On being an identical twin

This 

Growing up as an identical twin is absolutely everything it’s cracked up to be. You’re an instant celebrity the moment you clear the birth canal. 

My brother and I were known as “The Shirley Twins” and our notoriety stretched throughout all of Butler County, Alabama. We were invited to practically every birthday and Christmas party, and I bet I went to eight different proms–and that was just my junior year.

Of course, there were superficial differences like the mole on his foot and the fact that I was wall-eyed, but these differences were easily overlooked. 

The big differences didn’t surface until junior high. That’s when I started listening to pop music while my twin, Craig, went for rock ‘n roll. I developed a sharp tongue while he worked at being cool. He also started hanging out with some–let’s just say–interesting characters while my friends were all very nice. They also happened to be girls. 100%.

In high school, my brother suddenly became interested in these girls and the feeling was often mutual. Time and again, the very friends I’d spent years helping with their math homework would swoon when my brother was anywhere within spitting distance. One girl summed it up like this—she pointed at me and said, “you just want to take me to dinner” then she looked my brother up and down like he was Michelangelo’s David or something and said, “you just want to take me parking.” 

How did she know?

This was all very confusing to me. We were identical twins so surely my brother had the same feelings for guys that I did, right?  But the sparkle in his eyes when looking at these girls seemed absolutely genuine. He clearly wasn’t acting. (My brother is many things but an actor he is not. He once played Joseph at a Christmas pageant and was completely upstaged by a stuffed goat.) 

One day, I got up the courage to ask him about this…issue. Well, not exactly. I was real casual about it. I said, “You know, sometimes when I think about guys, I get sort of, well, worked up.”  

He cocked his head at me like we’d only just met. He finally patted my arm and said, “I wouldn’t worry about it. That’s probably normal.”  
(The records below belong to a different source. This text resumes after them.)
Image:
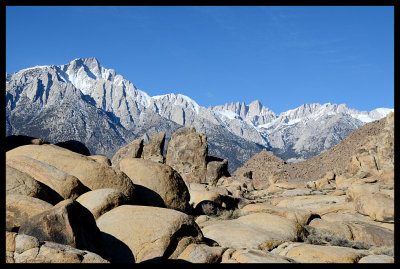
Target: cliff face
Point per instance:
(368, 148)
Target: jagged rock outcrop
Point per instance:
(340, 217)
(154, 148)
(22, 248)
(66, 186)
(156, 184)
(186, 153)
(20, 183)
(83, 101)
(133, 150)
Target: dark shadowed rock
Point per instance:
(19, 208)
(14, 141)
(154, 148)
(133, 150)
(216, 168)
(74, 146)
(20, 183)
(187, 152)
(157, 184)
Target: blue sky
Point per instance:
(284, 56)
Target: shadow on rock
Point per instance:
(74, 146)
(117, 251)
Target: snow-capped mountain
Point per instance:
(84, 101)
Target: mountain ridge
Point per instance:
(127, 110)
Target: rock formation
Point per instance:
(269, 212)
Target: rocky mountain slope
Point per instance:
(266, 164)
(86, 102)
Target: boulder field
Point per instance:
(141, 207)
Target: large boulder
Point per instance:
(378, 206)
(67, 223)
(254, 256)
(92, 174)
(356, 230)
(20, 183)
(101, 201)
(19, 208)
(216, 168)
(14, 141)
(252, 231)
(133, 150)
(21, 248)
(65, 185)
(157, 184)
(307, 253)
(143, 233)
(154, 148)
(201, 253)
(187, 151)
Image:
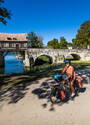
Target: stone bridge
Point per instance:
(58, 55)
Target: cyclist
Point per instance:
(69, 70)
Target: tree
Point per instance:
(34, 41)
(63, 43)
(83, 35)
(4, 13)
(53, 44)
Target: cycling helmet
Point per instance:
(67, 61)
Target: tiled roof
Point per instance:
(13, 37)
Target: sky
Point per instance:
(47, 18)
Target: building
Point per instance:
(11, 40)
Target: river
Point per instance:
(12, 65)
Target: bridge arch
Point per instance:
(42, 59)
(73, 56)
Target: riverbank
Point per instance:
(27, 105)
(10, 80)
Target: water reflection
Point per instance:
(12, 65)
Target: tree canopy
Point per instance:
(63, 43)
(34, 41)
(53, 44)
(4, 13)
(83, 36)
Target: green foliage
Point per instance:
(43, 60)
(83, 36)
(53, 44)
(34, 41)
(4, 13)
(63, 43)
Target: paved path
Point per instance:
(30, 107)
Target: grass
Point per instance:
(8, 81)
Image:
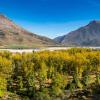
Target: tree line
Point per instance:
(49, 75)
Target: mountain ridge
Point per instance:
(84, 36)
(12, 35)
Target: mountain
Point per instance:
(14, 36)
(88, 35)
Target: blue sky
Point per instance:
(51, 18)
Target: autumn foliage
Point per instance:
(49, 75)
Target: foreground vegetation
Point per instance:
(72, 74)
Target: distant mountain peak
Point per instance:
(94, 22)
(88, 35)
(14, 35)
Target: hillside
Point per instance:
(88, 35)
(14, 36)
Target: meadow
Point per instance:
(72, 74)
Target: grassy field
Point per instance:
(72, 74)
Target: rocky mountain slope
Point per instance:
(12, 35)
(88, 35)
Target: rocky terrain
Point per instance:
(88, 35)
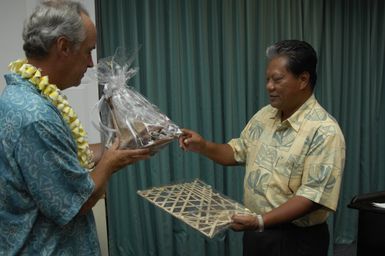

A few weeks later, I was ribbing him about something in front of a cousin. Without a retort at hand, my brother just said, “Yeah, well, Chris likes guys.”

I completely denied it but knew right then that I was in this alone. 

For the next ten years, I threw myself into engineering school, then management consulting and later, business school. Church too. I never touched a guy or a girl for that matter (at least nothing below the collar bone). I watched my friends fall in love and get married, then have kids. Only then did I finally accept that I wasn’t going to change. 

I was living in New York City by then and my best friend was a Ford model. After yet another big evening on the town, she asked me, “Chris, we love each other, we make each other laugh, and we’re attracted to each other. Why aren’t we getting married?” 

I thought about it for a second, then looked her square in the face and said, “Because I’m gay.”

She just nodded and said, “Wow. The thought had crossed my mind. A few times, actually. Okay. Well, I guess that settles that.”

She left and I spent the next three days in bed, sucking on a bottle of Mylanta. It was awful, but she has remained supportive and I’m now the godfather to her son and she even starred in my movie, Plus.

I’ve told perhaps thousands of people since then. Most were accepting but others, not so much. What I’ve learned through all this is that we’re only as sick as our deepest, darkest secret. Once I started telling people, that secret had no power over me. 

For much of my life, there were two parts of me–the part that was acceptable and the part that was not. After I came out, those two parts began to knit together, and now there’s just me.